La décision du tribunal intervient après que la juge de district Indira Talwani eut bloqué en urgence une règle adoptée par le service postal à la suite d’un décret présidentiel signé en mars. L’ordonnance non signée de la Cour suprême indique qu’il est « peu probable » que l’administration obtienne gain de cause sur le fond, malgré la majorité conservatrice du tribunal. Les juges Samuel Alito et Clarence Thomas se sont opposés à cette décision; le juge Brett Kavanaugh a rejoint la majorité mais a laissé entendre qu’il pourrait soutenir la politique ultérieurement.
La décision de la Cour suprême
Le 15 septembre 2026, la Cour suprême a rejeté la demande d’urgence de l’administration visant à lever l’injonction qui empêchait le USPS de mettre en œuvre sa nouvelle règle. L’ordonnance, rendue sans opinion signée, confirme l’analyse préalable de la juge Talwani selon laquelle la mesure soulève de fortes questions constitutionnelles et poserait des difficultés pratiques majeures à quelques semaines des élections de mi‑mandat. Deux juges ont exprimé leur désaccord formel, faisant apparaître des divisions sur la procédure et l’admissibilité des plaignants.

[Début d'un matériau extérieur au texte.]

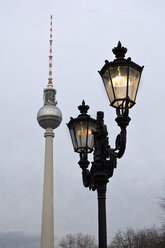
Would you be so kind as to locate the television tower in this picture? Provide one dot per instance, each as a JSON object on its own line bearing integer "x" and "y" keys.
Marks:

Contenu et portée de la règle contestée
La mesure contestée obligeait les États à fournir au service postal des listes de destinataires et à utiliser des enveloppes de vote conformes à des normes approuvées par l’agence. Le texte autorisait le USPS à refuser l’acheminement ou la distribution de bulletins qui ne remplissaient pas ces conditions, ou qui ne pouvaient pas être clairement associés à des électeurs inscrits sur les listes transmises. Selon l’administration, l’objectif de la règle était de réduire les risques de fraude et d’harmoniser les pratiques d’envoi et de traitement du courrier électoral.
Motifs de l’injonction de la juge Talwani
La juge Talwani a estimé que la règle violait probablement la Constitution et qu’elle serait impraticable à appliquer à court terme. Son injonction prenait en compte le calendrier électoral et le risque d’interruption des opérations postales essentielles à la livraison de milliers de bulletins. Elle a souligné que modifier en profondeur les procédures d’acceptation et de traitement des courriers électoraux à la veille des scrutins exposerait des électeurs et des organisations à des perturbations significatives.

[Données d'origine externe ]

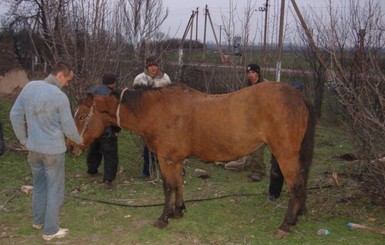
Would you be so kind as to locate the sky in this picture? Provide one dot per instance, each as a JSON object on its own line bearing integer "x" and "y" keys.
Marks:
{"x": 181, "y": 10}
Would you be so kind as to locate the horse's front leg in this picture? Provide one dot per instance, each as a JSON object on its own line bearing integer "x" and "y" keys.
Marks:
{"x": 179, "y": 200}
{"x": 297, "y": 194}
{"x": 173, "y": 191}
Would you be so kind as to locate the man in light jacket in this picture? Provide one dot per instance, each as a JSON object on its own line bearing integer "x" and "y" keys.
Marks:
{"x": 45, "y": 110}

Chronologie et décisions antérieures de la Cour
Fin août, la Cour suprême avait temporairement autorisé l’administration à avancer sur certains aspects procéduraux sans trancher la légalité de la politique, laissant ouverte la question de son application définitive. L’administration avait saisi la Cour en urgence après l’injonction de Talwani, invoquant des motifs de sécurité électorale et de cohérence nationale. La décision rendue le 15 septembre clôt pour l’instant ce recours d’urgence, sans préjuger d’éventuels développements procéduraux à venir.
Impact sur les électeurs et groupes dépendants du vote par correspondance
Les critiques avertissent que les nouvelles règles, si elles avaient été appliquées, auraient pu empêcher la livraison de milliers de bulletins et affecter principalement les électeurs qui comptent sur le vote par correspondance — notamment des militaires à l’étranger, des personnes âgées et des groupes communautaires organisant l’envoi collectif de bulletins. Dans plusieurs États, y compris l’Alabama, la Caroline du Nord et le Wisconsin, des autorités électorales avaient déjà commencé l’envoi des bulletins pour les mi‑mandats, rendant toute modification tardive d’autant plus périlleuse.
Contexte politique et déclarations de l’administration
Le décret présidentiel de mars découle de doutes répétés formulés par le président Donald Trump sur la sûreté du vote par correspondance. Malgré ses critiques, Trump a lui‑même eu recours au vote par correspondance, notamment lors de l’élection de 2024. L’administration a défendu la règle comme une mesure fédérale importante pour prévenir des cas de fraude, tandis que ses opposants ont dénoncé une tentative de fédéralisation des procédures électorales et un risque d’entrave au droit de vote.
La décision de la Cour suprême laisse pour l’instant en place le statu quo — l’injonction de la juge Talwani — et écarte l’application immédiate des nouvelles normes postales. Les acteurs politiques et judiciaires pourraient toutefois poursuivre des voies de recours, et la question de l’équilibre entre sécurité électorale et accessibilité du vote par correspondance reste au cœur du débat public à l’approche des élections de novembre.